My great great grandfather, Robert Washington Gregg (1843–1910), was known as “Gypsy” Gregg because he traveled so widely.
I have been cataloging these travels. An account of what I have found so far follows. Each new location is highlighted in red.
According to his Civil War pension file, Robert W. Gregg was born in Ohio County, VA (now WV) in 1843. He appears in the 1850 census in that county at the age of 7 with his parents William and Margaret, five siblings, a 75-year-old woman that I suspect to be his grandmother, Sarah Echols, a couple more Echolses, and someone who was probably a servant girl, Isabel Carr.
By 1860, he has moved to Des Moines County, Iowa, where he appears in the census with his father, five siblings, again Isabell Carr. He is 17 and listed as a farmer. His father is listed as having 15,000 worth of real estate and 2,500 worth of personal property.

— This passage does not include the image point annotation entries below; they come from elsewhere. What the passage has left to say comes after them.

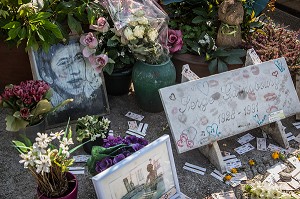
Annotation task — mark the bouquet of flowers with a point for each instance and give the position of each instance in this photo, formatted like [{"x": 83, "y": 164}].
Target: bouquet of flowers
[
  {"x": 91, "y": 127},
  {"x": 104, "y": 48},
  {"x": 47, "y": 162},
  {"x": 143, "y": 27},
  {"x": 29, "y": 103},
  {"x": 113, "y": 151}
]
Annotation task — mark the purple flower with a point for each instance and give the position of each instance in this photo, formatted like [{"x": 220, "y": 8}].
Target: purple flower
[
  {"x": 98, "y": 61},
  {"x": 118, "y": 158},
  {"x": 103, "y": 164},
  {"x": 25, "y": 113},
  {"x": 175, "y": 42},
  {"x": 136, "y": 146}
]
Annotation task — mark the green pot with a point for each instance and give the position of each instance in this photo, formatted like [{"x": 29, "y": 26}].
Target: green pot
[{"x": 148, "y": 79}]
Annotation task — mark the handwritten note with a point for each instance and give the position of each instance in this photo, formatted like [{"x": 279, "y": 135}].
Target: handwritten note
[{"x": 219, "y": 106}]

On 22 August 1862, at the age of 19, Robert W. Gregg of Parrish, Iowa, and born in Virginia, enlisted in Company E of the 25th Iowa Volunteers. His pension records indicate that he was shot in the hand by the Federal soldier next to him as the left a troop transport after crossing into Kentucky. He spent the bulk of the war in hospitals and was mustered out as a Private in Washington, DC on 6 June 1865. (His brother, William Gregg, aged 31 and residing in Burlington, Iowa is also listed in the muster rolls as having been more in Virginia. He also enlisted into Company E of the 25th Iowa on 22 August 1862 and was later promoted quartermaster sergeant.)